Tres Parcas, tres tiempos

  • Sus contribuciones han sido extraordinarias, tanto en el mundo académico y del arte como en su militancia comunista de juventud: siempre fue, realmente, el hombre que sabía mirar de frente, serenamente

Juan Bosco Díaz-Urmeneta.

Juan Bosco Díaz-Urmeneta. / José Ángel García

Juan Bosco Díaz-Urmeneta se despidió con Testigo de un punto cero del tiempo, su último artículo en Diario de Sevilla, publicado en la cercanía de su muerte. Las Parcas de Goya, en la Quinta del Sordo, es la obra que simboliza su particular trayecto hasta el instante final, el corte con las tijeras en manos de Átropos. Bosco es el hombre que nos mira de frente serenamente dispuesto a disolverse en el punto cero. "No hay alternativa. Sólo silencio".

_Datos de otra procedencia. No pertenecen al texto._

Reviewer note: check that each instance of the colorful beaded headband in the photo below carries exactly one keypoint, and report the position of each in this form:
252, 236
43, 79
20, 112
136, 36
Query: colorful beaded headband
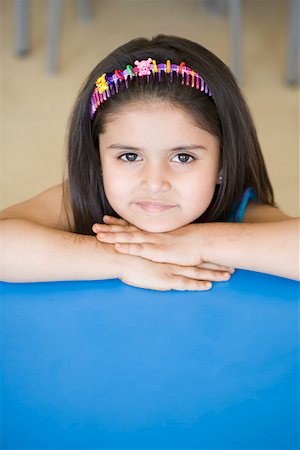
108, 84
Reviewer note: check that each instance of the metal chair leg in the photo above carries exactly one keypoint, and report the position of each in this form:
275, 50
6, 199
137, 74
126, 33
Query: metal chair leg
294, 37
53, 34
21, 24
85, 10
235, 37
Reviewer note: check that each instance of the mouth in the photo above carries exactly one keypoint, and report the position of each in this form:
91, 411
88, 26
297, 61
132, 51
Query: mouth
154, 207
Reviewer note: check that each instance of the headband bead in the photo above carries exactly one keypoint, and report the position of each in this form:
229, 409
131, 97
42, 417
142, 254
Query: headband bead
107, 85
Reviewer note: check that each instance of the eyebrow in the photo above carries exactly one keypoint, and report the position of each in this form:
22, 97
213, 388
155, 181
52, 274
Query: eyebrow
178, 149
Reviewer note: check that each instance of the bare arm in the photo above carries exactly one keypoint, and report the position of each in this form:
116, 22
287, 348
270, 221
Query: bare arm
267, 242
33, 252
263, 247
37, 244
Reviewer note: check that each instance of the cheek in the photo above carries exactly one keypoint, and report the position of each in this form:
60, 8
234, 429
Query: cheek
115, 184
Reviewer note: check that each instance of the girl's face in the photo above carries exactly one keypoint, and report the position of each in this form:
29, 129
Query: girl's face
159, 168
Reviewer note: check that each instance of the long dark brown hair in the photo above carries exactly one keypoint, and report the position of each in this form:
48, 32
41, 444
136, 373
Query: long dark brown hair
225, 115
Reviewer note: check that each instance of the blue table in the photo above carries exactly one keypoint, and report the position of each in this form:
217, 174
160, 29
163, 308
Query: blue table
102, 365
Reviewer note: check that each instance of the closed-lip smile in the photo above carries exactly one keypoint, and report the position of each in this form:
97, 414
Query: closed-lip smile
154, 206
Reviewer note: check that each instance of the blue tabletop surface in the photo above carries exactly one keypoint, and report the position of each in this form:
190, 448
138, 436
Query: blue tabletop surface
102, 365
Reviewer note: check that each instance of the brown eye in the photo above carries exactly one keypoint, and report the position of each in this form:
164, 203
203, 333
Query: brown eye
129, 157
184, 158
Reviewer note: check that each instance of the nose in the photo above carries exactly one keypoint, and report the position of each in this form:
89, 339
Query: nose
155, 179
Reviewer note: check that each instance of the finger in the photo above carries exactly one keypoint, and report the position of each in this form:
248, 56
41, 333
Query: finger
202, 274
180, 283
114, 220
130, 237
216, 267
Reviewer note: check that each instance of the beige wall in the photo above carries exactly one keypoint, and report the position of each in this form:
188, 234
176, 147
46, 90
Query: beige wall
35, 106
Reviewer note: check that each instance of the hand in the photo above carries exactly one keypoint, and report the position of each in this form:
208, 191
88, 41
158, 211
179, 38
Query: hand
176, 247
146, 274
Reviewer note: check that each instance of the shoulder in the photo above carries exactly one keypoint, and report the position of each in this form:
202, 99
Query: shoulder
51, 208
258, 213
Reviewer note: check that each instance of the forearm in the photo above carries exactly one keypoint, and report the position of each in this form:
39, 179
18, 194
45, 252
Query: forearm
263, 247
32, 253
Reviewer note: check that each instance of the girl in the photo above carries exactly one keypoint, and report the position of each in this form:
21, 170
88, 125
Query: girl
163, 165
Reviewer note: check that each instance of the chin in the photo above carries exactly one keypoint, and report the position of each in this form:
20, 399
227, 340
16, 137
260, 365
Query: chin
157, 227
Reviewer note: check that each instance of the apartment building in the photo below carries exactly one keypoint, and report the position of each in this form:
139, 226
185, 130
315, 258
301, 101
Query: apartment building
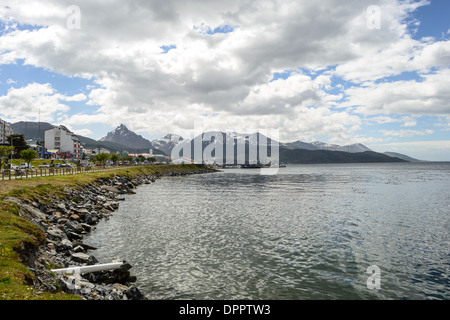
66, 142
5, 131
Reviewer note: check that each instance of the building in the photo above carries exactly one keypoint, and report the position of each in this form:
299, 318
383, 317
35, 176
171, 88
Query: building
5, 131
94, 152
62, 139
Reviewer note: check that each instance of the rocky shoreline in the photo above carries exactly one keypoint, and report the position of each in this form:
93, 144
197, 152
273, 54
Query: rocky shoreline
66, 220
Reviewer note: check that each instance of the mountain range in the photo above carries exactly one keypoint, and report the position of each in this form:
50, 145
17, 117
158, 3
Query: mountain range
123, 139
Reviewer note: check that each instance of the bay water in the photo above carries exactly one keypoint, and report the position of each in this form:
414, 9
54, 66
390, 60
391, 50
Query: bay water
341, 231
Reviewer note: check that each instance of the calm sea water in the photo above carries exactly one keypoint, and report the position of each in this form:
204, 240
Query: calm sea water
309, 232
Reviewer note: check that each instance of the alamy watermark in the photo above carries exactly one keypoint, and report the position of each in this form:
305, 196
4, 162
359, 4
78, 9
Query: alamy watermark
373, 16
73, 21
374, 281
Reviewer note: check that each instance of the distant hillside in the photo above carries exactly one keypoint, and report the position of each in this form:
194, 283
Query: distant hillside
122, 135
402, 156
36, 130
299, 156
167, 143
317, 145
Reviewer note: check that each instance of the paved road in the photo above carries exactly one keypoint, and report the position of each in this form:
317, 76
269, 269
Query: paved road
6, 175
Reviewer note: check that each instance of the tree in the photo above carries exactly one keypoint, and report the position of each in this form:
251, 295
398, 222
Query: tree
28, 155
102, 158
5, 153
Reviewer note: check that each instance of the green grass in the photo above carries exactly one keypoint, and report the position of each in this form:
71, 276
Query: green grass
16, 232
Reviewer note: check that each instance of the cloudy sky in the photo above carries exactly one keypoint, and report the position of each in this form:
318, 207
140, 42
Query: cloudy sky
375, 72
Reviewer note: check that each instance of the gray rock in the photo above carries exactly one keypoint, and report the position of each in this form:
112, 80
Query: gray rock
80, 257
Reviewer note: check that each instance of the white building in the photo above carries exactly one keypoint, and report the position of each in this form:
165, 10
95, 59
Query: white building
5, 131
93, 152
65, 141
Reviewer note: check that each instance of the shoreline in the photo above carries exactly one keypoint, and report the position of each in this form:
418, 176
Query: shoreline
65, 218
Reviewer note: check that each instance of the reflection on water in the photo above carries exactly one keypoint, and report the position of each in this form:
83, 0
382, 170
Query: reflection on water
309, 232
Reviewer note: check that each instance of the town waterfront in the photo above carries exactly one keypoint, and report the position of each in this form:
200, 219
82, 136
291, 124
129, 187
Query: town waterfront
308, 232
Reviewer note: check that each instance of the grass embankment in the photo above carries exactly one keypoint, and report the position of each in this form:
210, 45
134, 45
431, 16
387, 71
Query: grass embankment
17, 232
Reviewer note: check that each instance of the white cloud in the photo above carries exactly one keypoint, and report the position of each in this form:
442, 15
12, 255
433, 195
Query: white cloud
407, 133
224, 78
32, 102
429, 97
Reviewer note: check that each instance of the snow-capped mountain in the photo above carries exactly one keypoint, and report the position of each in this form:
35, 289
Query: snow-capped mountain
122, 135
353, 148
167, 143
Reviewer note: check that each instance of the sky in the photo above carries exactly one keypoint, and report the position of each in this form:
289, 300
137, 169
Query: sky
375, 72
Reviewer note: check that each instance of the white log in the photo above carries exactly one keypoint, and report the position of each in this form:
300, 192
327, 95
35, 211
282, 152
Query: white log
88, 269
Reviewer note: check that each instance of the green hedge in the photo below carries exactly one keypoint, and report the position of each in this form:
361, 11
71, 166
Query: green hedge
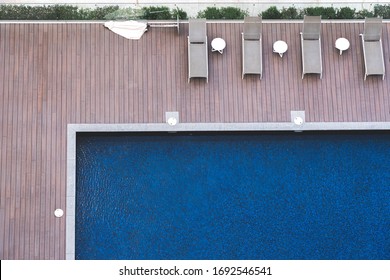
222, 13
69, 12
325, 12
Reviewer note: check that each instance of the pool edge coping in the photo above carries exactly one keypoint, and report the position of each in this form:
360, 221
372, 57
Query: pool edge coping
73, 129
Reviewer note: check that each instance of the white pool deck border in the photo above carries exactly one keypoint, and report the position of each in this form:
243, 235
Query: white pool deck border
73, 129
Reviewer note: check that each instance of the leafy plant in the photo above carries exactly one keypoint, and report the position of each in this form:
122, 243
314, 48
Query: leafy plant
382, 11
324, 12
363, 14
210, 13
271, 13
346, 13
179, 12
100, 13
124, 14
232, 13
156, 12
291, 13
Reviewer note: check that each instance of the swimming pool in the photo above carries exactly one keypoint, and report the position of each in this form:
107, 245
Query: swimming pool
233, 196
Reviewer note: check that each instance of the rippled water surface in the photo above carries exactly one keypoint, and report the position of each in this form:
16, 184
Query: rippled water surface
233, 196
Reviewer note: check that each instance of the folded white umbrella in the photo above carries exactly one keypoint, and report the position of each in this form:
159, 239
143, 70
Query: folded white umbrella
129, 29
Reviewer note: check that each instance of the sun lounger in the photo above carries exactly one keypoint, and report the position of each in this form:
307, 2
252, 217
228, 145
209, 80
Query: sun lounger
252, 47
311, 46
372, 47
197, 50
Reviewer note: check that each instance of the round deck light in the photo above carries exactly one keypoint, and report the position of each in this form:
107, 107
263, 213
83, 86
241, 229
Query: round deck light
298, 120
58, 213
172, 121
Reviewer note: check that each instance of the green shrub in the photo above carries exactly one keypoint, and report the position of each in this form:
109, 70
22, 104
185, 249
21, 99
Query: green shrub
210, 13
324, 12
363, 14
124, 14
156, 12
179, 12
271, 13
232, 13
291, 13
346, 13
101, 12
382, 11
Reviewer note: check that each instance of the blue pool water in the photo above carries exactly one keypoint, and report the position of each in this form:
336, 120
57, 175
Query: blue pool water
233, 196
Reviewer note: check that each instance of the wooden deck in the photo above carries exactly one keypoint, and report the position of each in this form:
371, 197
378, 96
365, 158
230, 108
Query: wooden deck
55, 74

Pero quedan los afectos, la amistad, la memoria de quienes aún permanecemos, un instante más. El silencio puede esperar porque los recuerdos emergen en la voz de otros. Hacerlos presentes y compartirlos forma parte del rito posible en los resquicios laicos de nuestra sociedad. Bosco desarrolló el tramo más extenso de su vida como profesor de estética de la Universidad de Sevilla, crítico de arte y comisario de exposiciones. Sus contribuciones han sido extraordinarias. Otras personas las glosan hoy. Todos los interesados en la creación artística nos hemos nutrido con su labor. Durante los últimos años lo hemos vivido formando parte de la Comisión Técnica del Centro Andaluz de Arte Contemporáneo.

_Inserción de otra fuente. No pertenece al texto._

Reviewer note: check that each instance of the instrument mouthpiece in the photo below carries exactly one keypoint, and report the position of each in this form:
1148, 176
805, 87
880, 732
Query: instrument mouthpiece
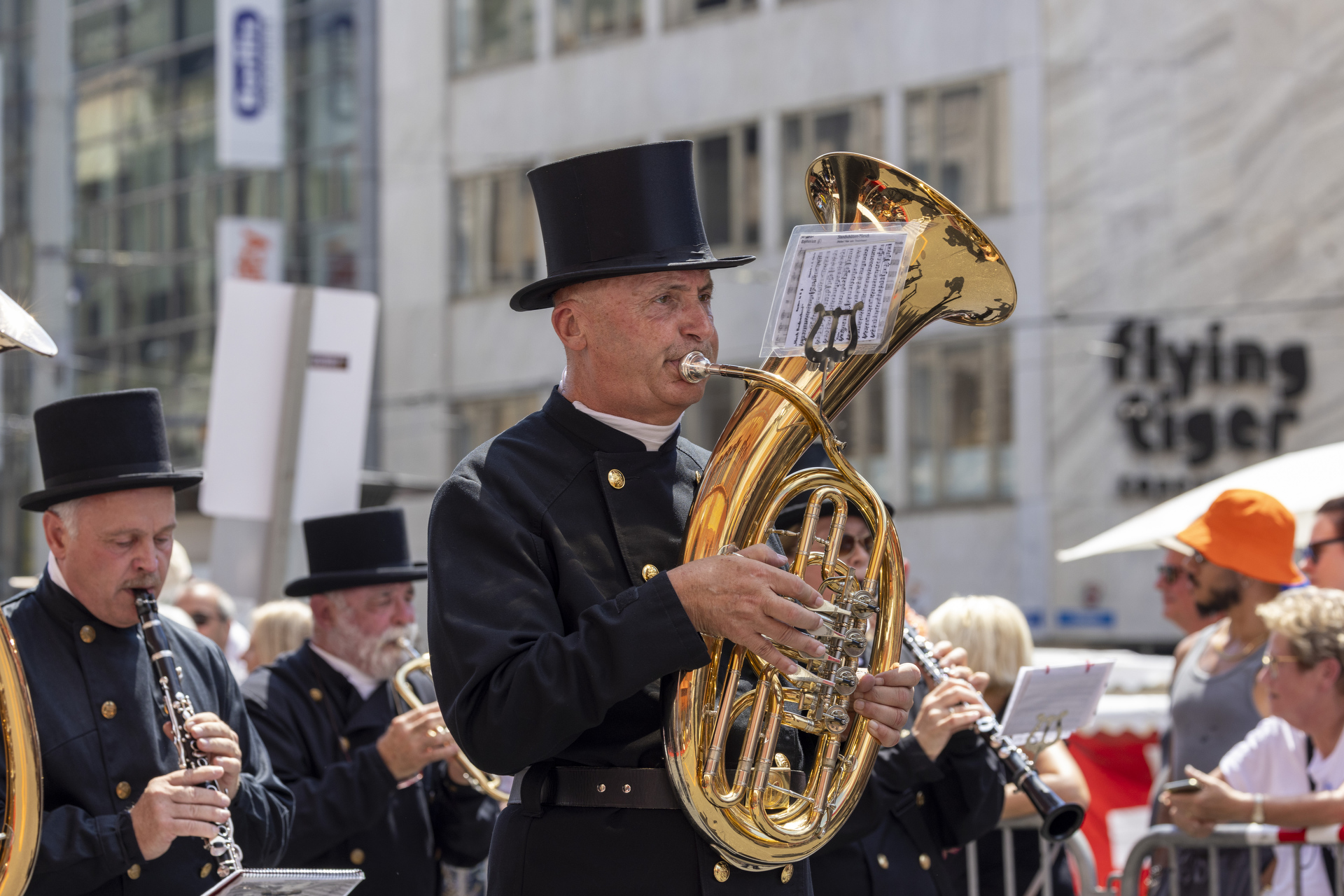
696, 367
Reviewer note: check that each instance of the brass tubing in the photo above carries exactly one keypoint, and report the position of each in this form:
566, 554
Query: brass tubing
482, 782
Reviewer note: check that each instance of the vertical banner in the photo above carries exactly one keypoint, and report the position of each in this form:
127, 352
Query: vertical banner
251, 248
244, 421
249, 83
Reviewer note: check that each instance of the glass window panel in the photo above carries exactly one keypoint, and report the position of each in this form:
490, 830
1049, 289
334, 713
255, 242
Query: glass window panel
953, 141
493, 232
854, 128
582, 22
960, 447
491, 33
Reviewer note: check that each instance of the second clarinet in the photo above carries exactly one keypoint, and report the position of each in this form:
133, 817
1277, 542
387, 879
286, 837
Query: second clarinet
1058, 820
178, 707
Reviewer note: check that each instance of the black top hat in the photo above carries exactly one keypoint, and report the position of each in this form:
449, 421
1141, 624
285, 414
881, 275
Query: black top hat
353, 550
793, 511
104, 442
617, 213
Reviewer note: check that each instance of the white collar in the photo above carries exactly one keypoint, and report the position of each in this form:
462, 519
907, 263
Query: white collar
362, 681
651, 434
54, 573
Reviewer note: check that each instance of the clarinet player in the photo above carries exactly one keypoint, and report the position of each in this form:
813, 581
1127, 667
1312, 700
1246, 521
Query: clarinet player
120, 817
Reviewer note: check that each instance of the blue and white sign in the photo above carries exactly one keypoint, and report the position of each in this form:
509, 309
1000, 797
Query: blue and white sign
251, 83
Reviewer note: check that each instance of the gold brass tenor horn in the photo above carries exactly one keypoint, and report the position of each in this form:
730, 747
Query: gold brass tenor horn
756, 824
18, 727
480, 780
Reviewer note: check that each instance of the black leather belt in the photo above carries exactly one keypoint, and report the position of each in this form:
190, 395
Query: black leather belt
593, 788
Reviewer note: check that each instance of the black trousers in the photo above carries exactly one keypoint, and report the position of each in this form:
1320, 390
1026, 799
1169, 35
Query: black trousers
594, 852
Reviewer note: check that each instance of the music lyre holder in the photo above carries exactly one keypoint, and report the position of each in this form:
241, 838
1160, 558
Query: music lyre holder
1041, 736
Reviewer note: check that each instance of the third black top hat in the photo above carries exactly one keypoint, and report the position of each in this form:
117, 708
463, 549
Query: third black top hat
617, 213
104, 442
354, 550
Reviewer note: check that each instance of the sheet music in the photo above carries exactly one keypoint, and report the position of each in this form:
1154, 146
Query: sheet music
1062, 697
288, 881
836, 270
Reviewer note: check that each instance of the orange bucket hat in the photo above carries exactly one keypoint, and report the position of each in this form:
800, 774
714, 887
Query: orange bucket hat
1249, 532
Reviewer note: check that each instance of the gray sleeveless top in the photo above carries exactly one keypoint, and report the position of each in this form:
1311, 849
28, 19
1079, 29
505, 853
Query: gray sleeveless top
1210, 713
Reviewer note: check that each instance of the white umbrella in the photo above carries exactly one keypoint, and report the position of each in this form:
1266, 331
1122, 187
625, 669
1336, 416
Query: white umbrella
1301, 480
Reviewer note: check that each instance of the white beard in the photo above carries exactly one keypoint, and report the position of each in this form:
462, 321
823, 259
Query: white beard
378, 656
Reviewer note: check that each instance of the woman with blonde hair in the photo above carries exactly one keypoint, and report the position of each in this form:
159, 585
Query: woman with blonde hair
279, 626
997, 641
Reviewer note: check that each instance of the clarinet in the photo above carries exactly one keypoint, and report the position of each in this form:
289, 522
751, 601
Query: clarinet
1059, 820
178, 707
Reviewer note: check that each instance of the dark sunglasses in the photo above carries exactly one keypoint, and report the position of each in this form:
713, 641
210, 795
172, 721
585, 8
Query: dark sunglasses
1170, 574
1313, 550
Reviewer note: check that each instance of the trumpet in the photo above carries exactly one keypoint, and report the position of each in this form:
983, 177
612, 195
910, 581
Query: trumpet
178, 707
1058, 820
482, 782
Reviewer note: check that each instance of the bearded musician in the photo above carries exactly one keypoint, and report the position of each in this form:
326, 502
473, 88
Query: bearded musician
556, 601
118, 816
377, 785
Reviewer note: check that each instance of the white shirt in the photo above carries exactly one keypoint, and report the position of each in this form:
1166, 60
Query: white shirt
652, 435
55, 574
1272, 761
363, 682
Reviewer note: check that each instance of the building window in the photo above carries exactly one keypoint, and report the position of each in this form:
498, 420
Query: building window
493, 232
853, 128
727, 183
960, 421
491, 33
958, 139
476, 422
679, 13
580, 23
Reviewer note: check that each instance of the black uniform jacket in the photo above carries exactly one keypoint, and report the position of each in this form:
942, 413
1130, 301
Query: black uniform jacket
101, 731
549, 644
347, 809
911, 812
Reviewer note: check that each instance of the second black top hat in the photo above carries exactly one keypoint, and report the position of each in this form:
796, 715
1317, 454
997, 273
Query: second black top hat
104, 442
354, 550
617, 213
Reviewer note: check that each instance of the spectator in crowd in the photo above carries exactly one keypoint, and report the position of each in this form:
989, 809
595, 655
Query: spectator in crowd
216, 617
1179, 596
279, 626
1241, 558
997, 640
937, 789
1323, 561
1289, 769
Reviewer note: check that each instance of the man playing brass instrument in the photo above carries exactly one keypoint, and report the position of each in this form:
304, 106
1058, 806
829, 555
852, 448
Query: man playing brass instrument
118, 816
375, 788
556, 599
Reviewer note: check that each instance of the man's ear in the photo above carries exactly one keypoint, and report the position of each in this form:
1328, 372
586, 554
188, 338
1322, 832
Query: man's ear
58, 539
321, 608
570, 326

Pero mis recuerdos quiero que se retrotraigan a nuestra infancia y juventud. Los más lejanos son colegiales, en Portaceli. Bosco, un curso por delante, era un referente, reconocido como el mejor alumno del colegio, el "príncipe" en la retórica jesuítica. Buena parte de la clase sevillana nutría con sus hijos varones aquellas aulas. Mis padres, recién llegados a Sevilla, no encontraron mejor lugar para emboscar a sus hijos. El temor de ser abducido por la Compañía no se cumplió en mí, pero si en él, que viviría una etapa de joven jesuita obrero, en consonancia con la iglesia católica del Concilio Vaticano II, y de la mutación que el prepósito general Arrupe indujo en los hijos de San Ignacio.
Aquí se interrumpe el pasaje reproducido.